One way it is done is to enter a near circular "parking orbit" in LEO and when you are 180 degrees from the area you want to be over, you then perform a Prograde burn. This will place apogee over the target area. Then all you need to do is circularize your orbit at apogee.
Zerofay32

Almost right. :tiphat:
But you have to take Earth's rotation into account.

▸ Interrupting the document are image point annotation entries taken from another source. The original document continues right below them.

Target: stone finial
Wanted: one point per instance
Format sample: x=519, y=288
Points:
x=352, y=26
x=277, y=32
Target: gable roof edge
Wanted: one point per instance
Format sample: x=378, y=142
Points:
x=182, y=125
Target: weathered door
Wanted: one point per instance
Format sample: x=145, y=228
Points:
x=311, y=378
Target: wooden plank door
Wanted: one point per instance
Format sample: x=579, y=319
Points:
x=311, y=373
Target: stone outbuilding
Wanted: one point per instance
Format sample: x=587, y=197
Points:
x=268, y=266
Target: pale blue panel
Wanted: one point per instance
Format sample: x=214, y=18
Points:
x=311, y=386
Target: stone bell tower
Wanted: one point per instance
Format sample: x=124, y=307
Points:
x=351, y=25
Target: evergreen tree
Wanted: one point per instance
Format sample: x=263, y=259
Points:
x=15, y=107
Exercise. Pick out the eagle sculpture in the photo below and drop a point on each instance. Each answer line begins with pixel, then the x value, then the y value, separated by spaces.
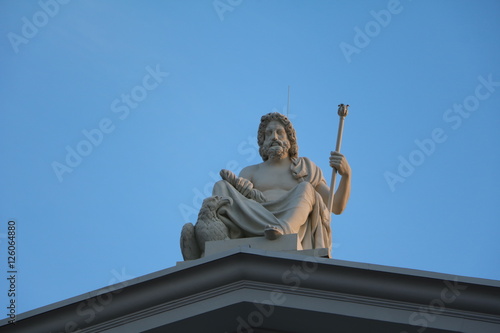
pixel 208 228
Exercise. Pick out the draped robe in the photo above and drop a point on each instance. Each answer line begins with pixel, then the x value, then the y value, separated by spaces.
pixel 301 210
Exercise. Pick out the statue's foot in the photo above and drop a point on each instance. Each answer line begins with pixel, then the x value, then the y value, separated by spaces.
pixel 272 233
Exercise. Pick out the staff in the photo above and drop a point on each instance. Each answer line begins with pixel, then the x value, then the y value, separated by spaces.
pixel 342 112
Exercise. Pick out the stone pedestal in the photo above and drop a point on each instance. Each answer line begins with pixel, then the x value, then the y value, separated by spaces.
pixel 286 243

1) Find out your orbital period (T) for the transfer-orbit! I just tried it with PeR=6600 and ApR=42000. -Makes 37780 Seconds for one orbit. -For the transfer from Perigee to Apogee you need half the time (180°):
37780/2=18890 Seconds.

2) Earth rotates once every 86164.09 Seconds (23h 56min 4.09s).
Thus: 360°/86164.09*18890=78.9°
That means your target on Earth's surface moves on 78.9° while your spacecraft does the 180° transfer from LEO to GEO.

3) 180°-78.9°=101.1°
So, do the Prograde-burn 101.1° BEFORE you pass over your target-area. -Burn prograde until ApR=42157. This way your Apogee should be right above your target-longitude. Once you reach Apogee, burn prograde again to lift your Perigee to the same Altitude (or until Ecc=0.0000 ;-) ).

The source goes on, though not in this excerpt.